Spin chains in $ \mathcal{N} = {2} $ superconformal theories from the $ {\mathbb{Z}_2} $ quiver to superconformal QCD

Abstract

In this paper we find preliminary evidence that $ \mathcal{N} = {2} $ superconformal QCD, the SU(N c ) SYM theory with N f = 2N c fundamental hypermultiplets, might be integrable in the large N Veneziano limit. We evaluate the one-loop dilation operator in the scalar sector of the $ \mathcal{N} = {2} $ superconformal quiver with SU(N c ) × SU(N c ) gauge group, for N c ≡ N c . Both gauge couplings g and ǧ are exactly marginal. This theory interpolates between the $ {\mathbb{Z}_2} $ orbifold of $ \mathcal{N} = {4} $ SYM, which corresponds to ǧ = g, and $ \mathcal{N} = {2} $ superconformal QCD, which is obtained for ǧ → 0. The planar one-loop dilation operator takes the form of a nearest-neighbor spin-chain Hamiltonian.

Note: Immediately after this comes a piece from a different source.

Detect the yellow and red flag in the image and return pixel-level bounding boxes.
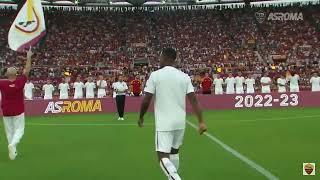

For superconformal QCD the spin chain is of novel form: besides the color-adjoint fields $ \phi_b^a, $ which occupy individual sites of the chain, there are “dimers” $ Q_i^a\overline Q_b^i $ of flavor-contracted fundamental fields, which occupy two neighboring sites. We solve the two-body scattering problem of magnon excitations and study the spectrum of bound states, for general ǧ/g. The dimeric excitations of superconformal QCD are seen to arise smoothly for ǧ → 0 as the limit of bound wavefunctions of the interpolating theory. Finally we check the Yang-Baxter equation for the two-magnon S-matrix. It holds as expected at the orbifold point ǧ = g. While violated for general ǧ ≠ g, it holds again in the limit ǧ → 0, hinting at one-loop integrability of planar $ \mathcal{N} = {2} $ superconformal QCD.